Co-founder Iddo Tal argued that texting has become “totally unattached from what the smartphone can do.” If someone wants to share an image from Pinterest or a video from YouTube, it’s a clunky experience. They’ll probably send you a link, which means you have to leave the conversation behind while you open up a browser or a separate app.
So invi allows you to view that content directly within the app. Tal and his co-founder Lior Gonnen returned repeatedly to the example of watching a YouTube video, but the service also integrates with other platforms, including Facebook, Twitter, and Pinterest — not just for viewing content, but for sharing it, too.

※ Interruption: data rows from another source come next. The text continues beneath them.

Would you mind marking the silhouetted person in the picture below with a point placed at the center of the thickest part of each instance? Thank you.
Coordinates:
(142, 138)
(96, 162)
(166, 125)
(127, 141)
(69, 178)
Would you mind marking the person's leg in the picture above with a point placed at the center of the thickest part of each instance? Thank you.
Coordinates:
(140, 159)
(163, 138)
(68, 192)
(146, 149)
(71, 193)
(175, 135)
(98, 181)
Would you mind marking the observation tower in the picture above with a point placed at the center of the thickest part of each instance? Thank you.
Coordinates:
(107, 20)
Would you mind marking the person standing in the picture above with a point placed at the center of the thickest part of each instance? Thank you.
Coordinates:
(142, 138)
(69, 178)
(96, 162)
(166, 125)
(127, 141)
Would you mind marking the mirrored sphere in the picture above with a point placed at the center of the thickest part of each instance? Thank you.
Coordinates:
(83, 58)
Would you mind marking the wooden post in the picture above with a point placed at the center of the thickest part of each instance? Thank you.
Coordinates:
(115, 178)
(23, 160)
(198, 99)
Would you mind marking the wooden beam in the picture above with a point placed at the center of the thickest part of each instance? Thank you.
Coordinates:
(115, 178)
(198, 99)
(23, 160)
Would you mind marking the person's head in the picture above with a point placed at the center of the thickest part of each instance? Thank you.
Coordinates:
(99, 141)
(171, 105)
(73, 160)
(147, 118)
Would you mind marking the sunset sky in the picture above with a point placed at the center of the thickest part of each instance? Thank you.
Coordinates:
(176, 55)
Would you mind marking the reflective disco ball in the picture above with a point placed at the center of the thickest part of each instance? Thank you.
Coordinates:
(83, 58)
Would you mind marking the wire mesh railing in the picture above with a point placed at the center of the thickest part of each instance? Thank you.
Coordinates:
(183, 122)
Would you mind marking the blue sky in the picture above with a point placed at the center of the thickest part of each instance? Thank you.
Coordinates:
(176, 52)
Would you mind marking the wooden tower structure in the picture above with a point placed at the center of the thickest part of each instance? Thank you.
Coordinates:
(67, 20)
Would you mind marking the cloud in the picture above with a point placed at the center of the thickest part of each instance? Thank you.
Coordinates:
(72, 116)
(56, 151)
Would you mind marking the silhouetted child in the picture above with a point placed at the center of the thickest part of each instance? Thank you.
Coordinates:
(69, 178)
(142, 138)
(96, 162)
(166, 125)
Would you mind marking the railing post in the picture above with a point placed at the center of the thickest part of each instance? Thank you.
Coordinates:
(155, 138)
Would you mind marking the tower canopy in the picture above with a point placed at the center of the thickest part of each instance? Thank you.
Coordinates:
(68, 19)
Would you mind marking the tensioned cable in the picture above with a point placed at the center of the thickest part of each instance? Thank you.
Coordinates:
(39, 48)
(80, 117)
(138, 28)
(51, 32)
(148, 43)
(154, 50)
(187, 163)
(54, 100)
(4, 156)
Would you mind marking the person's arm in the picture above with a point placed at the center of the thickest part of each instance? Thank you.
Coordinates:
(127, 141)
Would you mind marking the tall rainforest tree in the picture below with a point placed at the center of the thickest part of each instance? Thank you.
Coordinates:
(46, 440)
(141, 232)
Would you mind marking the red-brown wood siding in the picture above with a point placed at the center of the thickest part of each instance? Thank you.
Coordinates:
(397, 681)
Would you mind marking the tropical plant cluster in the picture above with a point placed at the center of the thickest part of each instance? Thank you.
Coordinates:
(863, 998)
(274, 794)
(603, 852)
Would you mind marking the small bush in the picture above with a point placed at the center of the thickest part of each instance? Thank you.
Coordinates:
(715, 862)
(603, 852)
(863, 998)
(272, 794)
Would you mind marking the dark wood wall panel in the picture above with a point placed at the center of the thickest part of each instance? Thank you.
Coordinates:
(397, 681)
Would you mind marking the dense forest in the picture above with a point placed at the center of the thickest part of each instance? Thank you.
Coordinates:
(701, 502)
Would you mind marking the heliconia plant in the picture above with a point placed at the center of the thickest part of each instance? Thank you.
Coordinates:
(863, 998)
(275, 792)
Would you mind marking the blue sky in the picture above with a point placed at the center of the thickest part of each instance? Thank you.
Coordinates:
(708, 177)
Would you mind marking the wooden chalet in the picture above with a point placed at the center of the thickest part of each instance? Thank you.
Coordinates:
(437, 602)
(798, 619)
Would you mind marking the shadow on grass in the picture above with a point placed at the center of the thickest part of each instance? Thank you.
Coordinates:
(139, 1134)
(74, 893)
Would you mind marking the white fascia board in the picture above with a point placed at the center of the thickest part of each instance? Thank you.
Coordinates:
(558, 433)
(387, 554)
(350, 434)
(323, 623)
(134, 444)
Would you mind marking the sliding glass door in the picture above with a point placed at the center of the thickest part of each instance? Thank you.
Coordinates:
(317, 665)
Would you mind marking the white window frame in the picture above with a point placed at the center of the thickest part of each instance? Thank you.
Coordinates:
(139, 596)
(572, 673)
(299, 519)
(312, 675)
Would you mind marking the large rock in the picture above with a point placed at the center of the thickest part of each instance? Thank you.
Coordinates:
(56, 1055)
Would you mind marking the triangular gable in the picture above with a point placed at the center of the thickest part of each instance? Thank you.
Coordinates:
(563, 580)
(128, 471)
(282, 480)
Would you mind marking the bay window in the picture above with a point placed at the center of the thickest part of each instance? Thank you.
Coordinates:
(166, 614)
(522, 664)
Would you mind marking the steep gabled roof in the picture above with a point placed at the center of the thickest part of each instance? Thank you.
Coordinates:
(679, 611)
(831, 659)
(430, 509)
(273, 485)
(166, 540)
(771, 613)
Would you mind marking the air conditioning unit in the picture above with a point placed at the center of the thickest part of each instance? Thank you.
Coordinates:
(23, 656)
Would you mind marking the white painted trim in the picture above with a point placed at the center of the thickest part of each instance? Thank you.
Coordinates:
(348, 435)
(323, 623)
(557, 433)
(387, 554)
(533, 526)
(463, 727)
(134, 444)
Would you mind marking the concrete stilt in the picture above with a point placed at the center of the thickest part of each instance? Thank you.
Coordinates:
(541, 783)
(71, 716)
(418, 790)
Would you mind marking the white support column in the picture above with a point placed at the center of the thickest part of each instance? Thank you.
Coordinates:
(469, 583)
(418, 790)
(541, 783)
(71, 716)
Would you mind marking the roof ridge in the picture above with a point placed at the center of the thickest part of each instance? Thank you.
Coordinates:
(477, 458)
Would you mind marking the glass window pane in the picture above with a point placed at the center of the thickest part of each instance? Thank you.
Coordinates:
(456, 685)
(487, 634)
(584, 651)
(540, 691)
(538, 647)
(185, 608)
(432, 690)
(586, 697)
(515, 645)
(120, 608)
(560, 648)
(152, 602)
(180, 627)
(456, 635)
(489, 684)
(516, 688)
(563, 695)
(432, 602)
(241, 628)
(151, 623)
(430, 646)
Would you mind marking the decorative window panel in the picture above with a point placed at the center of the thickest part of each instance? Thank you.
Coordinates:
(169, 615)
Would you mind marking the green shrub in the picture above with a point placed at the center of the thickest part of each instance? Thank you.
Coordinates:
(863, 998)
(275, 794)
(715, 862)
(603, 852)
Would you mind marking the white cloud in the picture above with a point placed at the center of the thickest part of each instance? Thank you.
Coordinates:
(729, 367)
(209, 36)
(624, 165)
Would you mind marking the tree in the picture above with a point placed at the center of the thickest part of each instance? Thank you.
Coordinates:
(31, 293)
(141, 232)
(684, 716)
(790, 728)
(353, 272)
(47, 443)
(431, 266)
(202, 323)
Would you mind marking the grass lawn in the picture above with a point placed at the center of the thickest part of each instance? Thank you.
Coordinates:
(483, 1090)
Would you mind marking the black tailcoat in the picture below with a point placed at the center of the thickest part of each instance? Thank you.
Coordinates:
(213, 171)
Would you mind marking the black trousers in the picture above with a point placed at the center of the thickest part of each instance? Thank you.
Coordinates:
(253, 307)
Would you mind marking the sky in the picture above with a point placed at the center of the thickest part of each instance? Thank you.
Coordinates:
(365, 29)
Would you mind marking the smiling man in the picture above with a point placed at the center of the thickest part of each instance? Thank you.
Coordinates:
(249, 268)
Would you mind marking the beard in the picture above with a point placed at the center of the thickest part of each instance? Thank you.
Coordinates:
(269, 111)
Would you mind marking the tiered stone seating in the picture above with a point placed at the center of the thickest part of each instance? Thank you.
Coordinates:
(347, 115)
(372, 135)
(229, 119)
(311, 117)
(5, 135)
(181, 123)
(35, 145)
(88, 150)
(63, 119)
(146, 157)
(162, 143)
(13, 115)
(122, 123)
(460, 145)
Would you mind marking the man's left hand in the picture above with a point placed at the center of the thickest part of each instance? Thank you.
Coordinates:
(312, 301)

Even if you send a link to a service that invi doesn’t integrate with directly, the app will still create what Gonnen called “a beautiful, interactive widget” previewing the linked website. (I don’t have an Android device, so I had to go by the team’s description and the screenshots that they sent.) Eventually, Tal and Gonnen said they want to turn invi into a platform where other developers can integrate their services with the app, too.
The app is free. Tal said there are a number of possible revenue streams, including referral fees if someone uses the app to purchase content.
To illustrate invi’s usefulness, Tal said he has a friend who’s always texting him with links to “YouTube clips of him doing stuff.” If his friend was sending those links as a regular text message, Tal would have to tap the link, opening up the YouTube app to watch the video — or he might just ignore the links altogether. With invi, he can watch the videos without leaving the app and, for example, send a message to his friend about what a terrible guitarist he is while the video plays.
Tal and Gonnen both sounded enthusiastic about launching exclusively on Android, but they said they want to reach a cross-platform audience, so they’re ready to look for team members who can build iOS and Windows apps, as well.